Probably that it hasn’t been portrayed in quite the same way, or that it’s effects haven’t been as easy to spot. That is, at least for now. Like an annoying task sitting at the bottom of our to-do list, we’ve been brushing off climate change, procrastinating it, as if waiting for the moment when we feel the sense of inescapable urgency that finally prompts us to go get groceries or pay the bills that we’d been ignoring.
However, there is unequivocal and substantial scientific evidence that makes us completely certain that the climate crisis poses threats as devastating or even worse than the pandemic and the war in Ukraine, both in the short and long terms. The latest report issued by the IPCC, the Intergovernmental Panel on Climate Change, confirms that climate change has already impacted every inch of the world and that its worst impacts are yet to come, so long as we continue with business as usual.
The report points out that climate impacts are already more severe and widespread than anticipated. Even though we’re still below the 1.5 degree C threshold outlined by the Paris Agreement, the effects of 1.1 degrees of warming are being felt all over the world: droughts, floods, and extreme heat threaten food security and people’s livelihoods; over 20 million people have been displaced by flooding events and extreme storms since 2008; half of the world is facing water insecurity for at least one month every year; raging wildfires are changing landscapes irreversibly; higher temperatures are enabling the spread of vector-borne diseases like malaria; and species are migrating or becoming extinct.
The list of present and future effects of climate change goes on, confronting us with a bleak and unsettling picture of what our future could look like. Our planet could soon become unrecognizable. There is good news, however.
The report also lists adaptation measures that should be effective in avoiding the worst case scenarios of climate change, like implementing social programs that improve equity and justice, upscaling and implementing ecosystem-based adaptation measures and nature-based solutions, and developing new technologies and infrastructure to improve our responses to damages and losses caused by climate change.
But we need to act now. The report puts a clear emphasis on the need to scale up our actions, increase climate change finance worldwide, and implement widespread solutions immediately, since our window to act is getting narrower and narrower each year.
After leaving the bookstore I met a friend for coffee. We talked about the war, and how people have been responding in so many different ways all over the world, and how they are offering support. Some are giving tattoos to raise funds for Ukraine; others are cooking food in restaurants and makeshift shelters to feed everyone who needs to be fed; and yet others are dropping everything in a heartbeat to go fight for their country.
Much like what happened during the worst months of the pandemic, people are coming together, adapting and offering their generosity to help in whichever way possible to avert the worst effects of this war.
We humans have an incredible capacity to adapt. That is, after all, what has gotten us here, to the present we know.
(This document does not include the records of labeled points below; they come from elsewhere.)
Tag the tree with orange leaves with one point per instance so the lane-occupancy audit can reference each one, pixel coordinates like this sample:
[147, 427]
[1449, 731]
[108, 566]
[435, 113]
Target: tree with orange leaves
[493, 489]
We also have great capacity to solve problems and to come together in the face of adversity. We have been proving it over and over, despite all the challenges we encounter. Now it’s time for us to harness our capacities and the valuable lessons we’ve learned from the pandemic and the current conflict to face our biggest challenge yet. If we don’t lose hope and we take immediate action, we can still course correct, and respond in an unprecedented way. If we act now, the “footprints” that we leave behind will still tell the story of climate change, but they’ll also serve as testimony of our survival, hope, and achievement.